I fallimenti dell’umanità in mezzo secolo. Il rischio del collasso planetario entro fine secolo
Prima, in apertura, accennavamo al mezzo secolo di fallimenti dell’umanità, orgogliosa di avere compiuto azioni, di avere agito, ma senza risultati. La risposta è davanti ai nostri occhi, con le condizioni pietose in cui abbiamo ridotto il nostro pianeta, l’unico che abbiamo. Cosa potrebbe accadere nella seconda metà di questo secolo? Che la popolazione mondiale crolli, la società umana ed animale collassi, ed il miliardo di sopravvissuti dei circa 8 torni a vivere come durante l’l’Età della Pietra. Uno scenario terrificante, speriamo improbabile, ma purtroppo possibile. Lo descrive, su Focus, William Rees, bio-ecologista, ecologista economico, professore nella British Columbia University a Vancouver in Canada. L’inizio dello sfruttamento dei combustibili fossili – sostiene Rees – ha permesso un aumento di cibo e risorse, scatenando una conseguente crescita esponenziale della popolazione mondiale, che negli ultimi 200 anni è passata da uno a otto miliardi. Abbiamo adottato uno stile di vita autosabotante, in cui le risorse finite che hanno permesso alla nostra società industriale di prosperare prima o poi saranno insufficienti. La fine delle risorse e il conseguente calo della popolazione – prosegue Rees – potrebbe essere problematico: miseria, disoccupazione diffusa, crollo del PIL, crollo degli stipendi, servizi sociali sovraccarichi e catene di fornitura interrotte sono alcune delle conseguenze a cui potremmo andare incontro. Nell’ipotesi peggiore, l’intera società potrebbe collassare.

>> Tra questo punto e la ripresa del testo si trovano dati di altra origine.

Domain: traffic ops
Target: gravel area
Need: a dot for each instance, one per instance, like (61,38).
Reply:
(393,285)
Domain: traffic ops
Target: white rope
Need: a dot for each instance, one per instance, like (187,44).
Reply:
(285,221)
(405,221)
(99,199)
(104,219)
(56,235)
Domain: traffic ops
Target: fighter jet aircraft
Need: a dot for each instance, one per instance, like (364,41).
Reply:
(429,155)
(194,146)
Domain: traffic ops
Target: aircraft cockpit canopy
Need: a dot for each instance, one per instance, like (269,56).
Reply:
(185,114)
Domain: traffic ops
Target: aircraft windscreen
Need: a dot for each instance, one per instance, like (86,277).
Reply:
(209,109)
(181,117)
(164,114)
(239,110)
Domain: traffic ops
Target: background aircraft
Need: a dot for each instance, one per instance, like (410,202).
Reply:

Una visione quindi tutt’altro che ottimistica o possibilista, quella di Rees. Dobbiamo allora preoccuparci del rischio di un’estinzione? A noi stessi rispondiamo di no. Quella di una collasso planetario è una eventualità possibile, ma anche non probabile. Le tecnologie ed i progressi raggiunti dovrebbero aiutarci. Eppure, se ci guardiamo intorno, la preoccupazione c’è. Il caos climatico, la mancanza o la iniqua distribuzione di cibo e acqua, il crescente disordine civile, le folli decisioni di molti governi, compreso il nostro, di fornire le armi all’Ucraina convinti così di favorire la pace e non il rischio di un conflitto nucleare, le guerre per le risorse. Tutto questo congiura contro l’affermazione di ua società civile avanzata, equilibrata, pacifica, giusta.